Saturday, 15 June 2019

Daisy on the wall


     I had every intention of writing to you in French this month, once the final day of 'outing' had arrived, and this headache of uncertainty was put behind us. But now, surprise surprise, we get yet another extension to this brexiting madness and it is starting affect me personally, in a number of ways. Actually I have no issue with the deals or the future of this mess but it seems everyone else has and hence are sitting on their own sweaty hands instead of getting on with their lives. The holiday rental market here in France is taking a hit, with many folks really believing that if they leave the UK for a couple of weeks they won't be allowed back in! Maybe they will have to pass an IQ test first, that would surely whittle a few of them down? Then there is the property market in Scotland, with the Sturgeon's SNP vultures hovering around another post-brexit vote for independence and thus holding house prices to ransom, and my pension with it. Inevitably all this will end - although possibly not resolved - by a General Election installing yet more loonies into the asylum that is our governing body, who can then squabble their way through the next 5 years.

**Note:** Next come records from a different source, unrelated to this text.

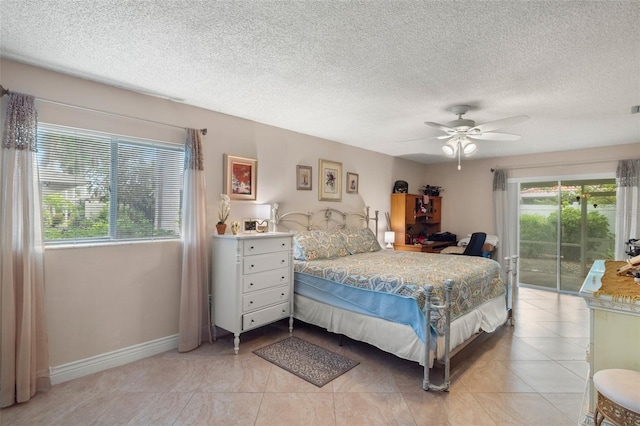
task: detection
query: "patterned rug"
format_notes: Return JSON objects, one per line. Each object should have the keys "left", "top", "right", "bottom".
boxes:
{"left": 253, "top": 336, "right": 359, "bottom": 387}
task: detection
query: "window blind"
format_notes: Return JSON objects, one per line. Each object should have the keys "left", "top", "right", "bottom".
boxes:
{"left": 37, "top": 124, "right": 185, "bottom": 243}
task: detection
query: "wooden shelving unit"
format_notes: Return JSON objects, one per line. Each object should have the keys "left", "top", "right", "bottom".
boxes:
{"left": 390, "top": 193, "right": 453, "bottom": 253}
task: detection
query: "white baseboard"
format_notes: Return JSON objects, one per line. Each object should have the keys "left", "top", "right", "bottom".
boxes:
{"left": 49, "top": 334, "right": 179, "bottom": 385}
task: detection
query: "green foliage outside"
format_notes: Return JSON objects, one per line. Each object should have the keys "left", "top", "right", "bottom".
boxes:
{"left": 520, "top": 206, "right": 614, "bottom": 261}
{"left": 43, "top": 196, "right": 109, "bottom": 240}
{"left": 43, "top": 197, "right": 178, "bottom": 241}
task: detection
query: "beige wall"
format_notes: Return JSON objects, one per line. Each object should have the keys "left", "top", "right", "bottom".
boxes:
{"left": 1, "top": 59, "right": 426, "bottom": 366}
{"left": 2, "top": 59, "right": 638, "bottom": 367}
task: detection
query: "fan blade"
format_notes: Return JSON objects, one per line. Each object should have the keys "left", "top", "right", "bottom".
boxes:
{"left": 469, "top": 115, "right": 529, "bottom": 133}
{"left": 395, "top": 134, "right": 449, "bottom": 144}
{"left": 466, "top": 132, "right": 522, "bottom": 141}
{"left": 424, "top": 121, "right": 455, "bottom": 133}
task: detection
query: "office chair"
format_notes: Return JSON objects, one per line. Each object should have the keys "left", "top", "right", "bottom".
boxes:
{"left": 462, "top": 232, "right": 487, "bottom": 257}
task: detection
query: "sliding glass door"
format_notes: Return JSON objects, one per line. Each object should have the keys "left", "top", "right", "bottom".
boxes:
{"left": 518, "top": 178, "right": 616, "bottom": 293}
{"left": 519, "top": 182, "right": 559, "bottom": 290}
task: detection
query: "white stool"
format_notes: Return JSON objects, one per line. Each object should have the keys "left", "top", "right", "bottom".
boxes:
{"left": 593, "top": 369, "right": 640, "bottom": 426}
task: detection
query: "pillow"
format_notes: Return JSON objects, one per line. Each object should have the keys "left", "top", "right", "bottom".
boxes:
{"left": 335, "top": 227, "right": 381, "bottom": 254}
{"left": 293, "top": 230, "right": 349, "bottom": 261}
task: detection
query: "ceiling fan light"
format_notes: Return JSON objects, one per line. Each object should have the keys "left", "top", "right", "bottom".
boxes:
{"left": 442, "top": 144, "right": 455, "bottom": 156}
{"left": 463, "top": 142, "right": 477, "bottom": 155}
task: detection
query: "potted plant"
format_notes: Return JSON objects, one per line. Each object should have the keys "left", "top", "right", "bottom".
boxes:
{"left": 216, "top": 193, "right": 230, "bottom": 234}
{"left": 420, "top": 185, "right": 444, "bottom": 196}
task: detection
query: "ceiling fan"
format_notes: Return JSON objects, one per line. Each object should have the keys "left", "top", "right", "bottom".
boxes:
{"left": 424, "top": 105, "right": 529, "bottom": 170}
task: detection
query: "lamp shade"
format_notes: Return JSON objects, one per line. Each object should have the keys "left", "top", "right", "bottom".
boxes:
{"left": 384, "top": 231, "right": 395, "bottom": 249}
{"left": 255, "top": 204, "right": 271, "bottom": 219}
{"left": 442, "top": 141, "right": 456, "bottom": 156}
{"left": 462, "top": 141, "right": 477, "bottom": 155}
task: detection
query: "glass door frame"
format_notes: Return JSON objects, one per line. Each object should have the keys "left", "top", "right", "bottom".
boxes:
{"left": 511, "top": 172, "right": 615, "bottom": 294}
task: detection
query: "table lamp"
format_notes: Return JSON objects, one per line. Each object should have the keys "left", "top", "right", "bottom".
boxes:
{"left": 384, "top": 231, "right": 395, "bottom": 249}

     However, if we think our autonomous voting system is somewhat complicated, spare a thought for Indonesia who are also just re-electing their government, with somewhere in the region of quarter of a million candidates to choose from! Within just 5 hours, a monumental 25,000 MPs will be appointed into power. Imagine them all debating the price of Marmite? And think of their expenses as they travel 3000 miles across the country from their constituency, partly by canoe! But the thing is, if the hot favourite known as 'Joko', (no joke) a former furniture salesman, gets elected as president, the people will actually listen to him and believe him because it was them who put him there. He will make decisions on behalf of his 200 million voters, backed-up by his large cabinet, so they can carry on with their day tilling the fields or catching fish, safe in the knowledge that someone is actually in charge who knows what they are doing. That, my friends, is the definition of democracy in its infancy, before it got polluted by idiots!
     Right, enough of politics, let's get on to the more serious subject of why Americans all have such stupid names! Yes, I am sure I have raised this issue many times before but, usually around the time of the US golf major tournaments, it still gets my goat. Let's start with that happy-chappy who just won a major tournament, after a 10 year absence, Tiger. No wonder he's miserable, his mother named him after a wild animal, for god's sake! Then we have Brooks Keopka, Xander Souffle and Bryson DeChambeau. What is going on here? It's not like actors who make up names so they can be instantly recognised - these people are for real, i.e. that is a name given to them at birth. What sort of a parent would look at their one hour-old baby and say, 'ah yes, he looks just like a Bryson'? Well here's the latest new kid on the block: a 23 year old from Sacramento named 'Cameron Champ'! Surely, if your surname is Champ, there is only one Christian name you could possibly consider for your first born? 'World!'
     Meanwhile back on planet Earth, spring is rapidly turning to summer here in South West France and we really really could do with a drop of rain, as I have 7 acres of newly planted grass seeds that need watering before they shrivel up like a beetle's scrotum! I don’t have a rain gauge but I would suggest that this part has seen barely a few millimetres of it since February and it is getting mighty dusty. Now, before all you eco-warriors start pointing the finger of suspicion at global-warming, this time last year we had so much of the stuff that we could only visit the sheep fields in thigh-length rubber waders. And anyway, it's not even that warm as last night we had a frost, in mid April, which did wonders for our geraniums, not! Well, just to check that annual opposites are not the basis for an argument on climate change, I did a quick check on Google and am now much wiser on the subject as I found this definition: 'effects warming of the ocean surface, leading to increased temperature stratification.'  Thanks guys. Using big words invariably makes you sound reverberant!
    Finally, this week saw the return of that bissum that is Daisy Death-wish, now in her eighth year. Being the sole survivor of the sale of the adult portion of our flock last autumn, she has been residing at someone else's place through the winter adding the bonus of a lamb sometime around mid February. I have to admit, for such an ugly old brute, the lamb is quite an acceptable specimen. Well, due to a chance contact with an old girlfriend who used to live in Far Forest but is now in Holland, Daisy has now taken one step nearer to the bovine Hall-of-fame and been painted in watercolour. I believe Daryl has captured the creature's spirit quite remarkably.